President Biden's Latest Executive Order May Impact Food Technology

President Biden signed a recent executive order, sharing plans to help "advance biotechnology and biomanufacturing" in the U.S., prioritizing innovation and research in a number of fields, including industries like health, climate change, energy, and agriculture. This is big news in the world of bioengineered food, as it encourages growth in a sector that — while controversial — may become necessary. FoodDive explains that bioengineered food is the label given to GMOs, or genetically modified foods, and though most people think of healthcare or other industries when they hear "biotech" the technology is also how most genetically modified foods are created.

People across the world are dealing with increased levels of food insecurity, due to a variety of issues like supply chain disruptions, the war in Ukraine, and climate change.
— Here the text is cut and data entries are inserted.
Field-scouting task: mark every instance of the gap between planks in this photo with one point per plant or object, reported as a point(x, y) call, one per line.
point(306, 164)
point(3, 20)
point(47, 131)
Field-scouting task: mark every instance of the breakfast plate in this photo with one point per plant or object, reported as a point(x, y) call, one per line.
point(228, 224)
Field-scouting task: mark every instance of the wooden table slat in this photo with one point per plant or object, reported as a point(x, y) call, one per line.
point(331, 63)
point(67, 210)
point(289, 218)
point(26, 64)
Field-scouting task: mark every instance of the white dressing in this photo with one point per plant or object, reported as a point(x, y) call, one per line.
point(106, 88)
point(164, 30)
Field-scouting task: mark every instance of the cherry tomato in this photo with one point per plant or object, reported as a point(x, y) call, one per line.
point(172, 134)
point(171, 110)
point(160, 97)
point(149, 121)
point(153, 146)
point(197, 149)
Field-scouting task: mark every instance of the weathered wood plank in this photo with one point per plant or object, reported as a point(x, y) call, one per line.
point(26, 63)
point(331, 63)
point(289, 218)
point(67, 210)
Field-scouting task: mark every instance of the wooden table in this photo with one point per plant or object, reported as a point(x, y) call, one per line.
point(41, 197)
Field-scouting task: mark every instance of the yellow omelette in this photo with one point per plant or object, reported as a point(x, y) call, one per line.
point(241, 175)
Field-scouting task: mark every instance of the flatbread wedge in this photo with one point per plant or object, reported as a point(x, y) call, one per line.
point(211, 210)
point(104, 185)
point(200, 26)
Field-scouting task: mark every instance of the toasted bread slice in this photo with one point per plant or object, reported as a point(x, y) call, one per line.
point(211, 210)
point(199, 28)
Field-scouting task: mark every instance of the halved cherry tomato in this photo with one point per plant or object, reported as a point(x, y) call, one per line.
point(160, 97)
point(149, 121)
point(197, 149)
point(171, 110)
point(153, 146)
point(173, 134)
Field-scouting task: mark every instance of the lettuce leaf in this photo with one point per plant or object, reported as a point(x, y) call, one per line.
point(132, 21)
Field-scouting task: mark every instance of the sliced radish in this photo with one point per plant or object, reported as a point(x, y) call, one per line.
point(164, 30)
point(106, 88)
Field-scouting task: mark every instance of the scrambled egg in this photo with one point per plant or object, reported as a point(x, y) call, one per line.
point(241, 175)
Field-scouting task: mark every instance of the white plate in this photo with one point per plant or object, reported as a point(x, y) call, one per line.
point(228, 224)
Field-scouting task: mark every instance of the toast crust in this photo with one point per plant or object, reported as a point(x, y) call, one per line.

LabioTech states that bioengineered foods can help address food scarcity issues, thanks to a process called precision fermentation, which uses "genetically engineered microorganisms" to create traditionally animal-based foods like milk, eggs, and honey, per Forbes. The outlet shares the process is being heralded by companies using it as more sustainable than traditional livestock farming methods.

The debate continues

While some people might be wary of genetically modified foods, if you're living in the U.S., it's likely you're already eating them. The USDA reports over 90% of corn and soybeans in the country are genetically modified, and there are three types of genetically modified animals that are raised for food: salmon, pork, and beef (via FoodDive).

Many scientists insist that bioengineered foods are safe to consume, but opposition groups like the Non-GMO Project have still been vocal about their concerns with precision fermentation. In a press release, the Non-GMO Project claimed manufacturing synthetic dairy products "reinforces the loss of biodiversity" and is in fact bad for the environment. It should be noted that, like any other FDA-approved food product, bioengineered foods are held to the same safety standards as anything else you might buy at the store.

Despite the controversy, some suggest GMOs are needed if we want to be able to continue to feed the world's population by 2050. A 2019 World Resources Institute report named plant-based meat as a potential way to combat the ongoing food crisis, as well as using CRISPR gene-editing tech on crops. At this time, the White House is on board with forwarding bioengineering research, which it believes could help achieve global food security.